The NHS has historically relied heavily on international staff, with Indian nationals forming the largest overseas group.
“While the NHS has always welcomed international talent, the system is now overly dependent on foreign recruitment,” the plan states. “Our goal is to shift this balance, reducing international recruits to under 10% by 2035.”
To support this transition, UK medical graduates will be prioritised for both foundation and specialty training positions. The plan criticises the 2020 policy that opened postgraduate training places to international applicants on equal footing with UK graduates, claiming it has led to unacceptably high competition for limited posts.
However, the plan has faced criticism. Ramesh Mehta, president of the British Association of Physicians of Indian Origin (BAPIO), argued the targets are unrealistic. He pointed out that around one-third of UK-trained medical graduates left the country last year for opportunities in countries like New Zealand, Canada, and Australia.
“The demand for medical staff is only going to increase. Without retaining UK graduates and with continued emigration, there simply won’t be enough domestic doctors to fill the gap,” Mehta warned. “The plan’s authors are living in a dreamland.”
Mehta also noted that nearly 10,000 Indian doctors came to the UK last year to take screening exams, but many have returned home due to a lack of job opportunities and training posts.

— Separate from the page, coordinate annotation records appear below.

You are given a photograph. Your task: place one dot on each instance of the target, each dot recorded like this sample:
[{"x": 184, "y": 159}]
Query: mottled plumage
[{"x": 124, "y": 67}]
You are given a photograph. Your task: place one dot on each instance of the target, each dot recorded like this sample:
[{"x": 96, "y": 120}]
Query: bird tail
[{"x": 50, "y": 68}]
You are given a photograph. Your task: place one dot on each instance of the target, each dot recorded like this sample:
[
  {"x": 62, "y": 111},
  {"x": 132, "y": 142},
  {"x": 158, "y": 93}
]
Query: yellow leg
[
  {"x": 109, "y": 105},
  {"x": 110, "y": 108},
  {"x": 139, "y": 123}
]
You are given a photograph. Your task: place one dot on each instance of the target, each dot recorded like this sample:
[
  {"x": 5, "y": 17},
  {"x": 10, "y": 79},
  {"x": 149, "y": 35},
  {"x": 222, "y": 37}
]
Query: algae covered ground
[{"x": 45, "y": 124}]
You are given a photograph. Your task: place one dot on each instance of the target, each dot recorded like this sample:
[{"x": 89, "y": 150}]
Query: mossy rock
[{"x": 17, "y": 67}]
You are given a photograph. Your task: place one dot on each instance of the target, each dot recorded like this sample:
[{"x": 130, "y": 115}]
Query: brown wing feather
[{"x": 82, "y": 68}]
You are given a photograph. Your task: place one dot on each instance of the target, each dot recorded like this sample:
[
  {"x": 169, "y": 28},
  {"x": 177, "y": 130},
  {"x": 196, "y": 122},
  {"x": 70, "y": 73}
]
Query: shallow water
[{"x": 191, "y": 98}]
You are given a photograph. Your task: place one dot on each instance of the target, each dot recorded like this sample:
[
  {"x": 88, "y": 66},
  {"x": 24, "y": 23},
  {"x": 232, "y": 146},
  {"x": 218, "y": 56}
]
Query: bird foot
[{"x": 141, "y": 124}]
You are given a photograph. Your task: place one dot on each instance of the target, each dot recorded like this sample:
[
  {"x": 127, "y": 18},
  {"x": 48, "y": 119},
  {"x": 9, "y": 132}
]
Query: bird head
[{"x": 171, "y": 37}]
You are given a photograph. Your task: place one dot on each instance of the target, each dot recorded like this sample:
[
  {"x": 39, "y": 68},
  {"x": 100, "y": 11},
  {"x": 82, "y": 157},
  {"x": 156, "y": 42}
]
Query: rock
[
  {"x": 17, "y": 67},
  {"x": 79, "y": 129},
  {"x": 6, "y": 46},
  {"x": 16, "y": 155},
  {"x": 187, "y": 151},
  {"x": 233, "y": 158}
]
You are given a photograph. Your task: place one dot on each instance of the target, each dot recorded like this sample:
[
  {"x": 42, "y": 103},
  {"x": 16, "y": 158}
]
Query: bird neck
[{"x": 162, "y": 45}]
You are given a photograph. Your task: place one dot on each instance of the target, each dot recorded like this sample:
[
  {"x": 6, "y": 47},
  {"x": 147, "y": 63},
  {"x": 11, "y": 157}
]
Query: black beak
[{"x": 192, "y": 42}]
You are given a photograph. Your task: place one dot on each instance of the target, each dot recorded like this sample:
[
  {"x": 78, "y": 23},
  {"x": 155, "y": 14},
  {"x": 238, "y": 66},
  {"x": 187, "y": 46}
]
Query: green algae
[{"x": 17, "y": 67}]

He stressed that placements should be awarded based on merit and commitment to the NHS, not nationality.
Here Is How The 10 Year Health Plan for England Breaks Down
2025–2026
- New workforce model: Begin implementation of a new NHS workforce model based on capability,
- Clinical trials: Reduce clinical trial set-up times to 150 days by March 2026,
- Surgical innovation: Expand adoption of robotic surgery in line with NICE guidance, aiming for one in eight operations to use surgical robots by 2035,
- NHS leadership model: Launch a new leadership and culture model focused on accountability and team-based care,
- Digital front door: Begin upgrades to the NHS App, laying groundwork for a unified digital entry point to the NHS,
- League tables: Start publishing simple, comparable provider performance tables from summer 2025.
2026–2027
- New GP contracts: Begin rollout of two new GP contracts, one place-based and one list-based, to encourage wider collaboration and patient access,
- Care plans: Ensure 95 per cent of people with complex needs have an agreed care plan in place by 2027,
- Prevention shift: Begin integrated delivery of public health services with Integrated Care Boards prioritising prevention and early intervention,
- NHS App functions: Expand functionality of the NHS App for greater self-management of care.
2027–2028
- NHS App transformation: Transform the NHS App into a comprehensive digital front door to the NHS by 2028,
- Urgent care navigation: Enable booking into appropriate urgent care settings (e.g., via 111 or the NHS App) before physical attendance,
- Personal health budgets: Continue scaling personal health budgets with a focus on supporting independence and choice.
2028–2031
- Productivity improvements: Deliver at least 2 per cent productivity gains year-on-year for three consecutive years,
- Workforce training: Expand medical specialty training and nursing apprenticeships focused on system needs and future demands,
- AI-enabled workforce: Redesign education and training curricula to embed AI and digital literacy throughout the NHS,
- Financial sustainability: Shift the majority of providers into financial surplus by 2030, supported by robust five-year planning
2029–2030
- Personal health budgets: Aim to reach one million individuals benefiting from a personal health budget by 2030,
- Outcomes-focused funding: Advance new payment models, including year-of-care payments, focused on patient outcomes
2030–2035
- Wearable technology: Make wearable health technologies a standard part of chronic disease and recovery pathways by 2035,
- Outpatient reform: Radically redesign or phase out traditional hospital outpatient models by 2035,
- Digital hospitals: Ensure all hospitals are fully AI-enabled and digital-first by the end of the plan,
- Integrated governance: Align Integrated Care Boards more closely with local democratic structures, where feasible,
- Genomics and prevention: Deliver a population-wide genomics service focused on prevention, with access for all communities by 2035.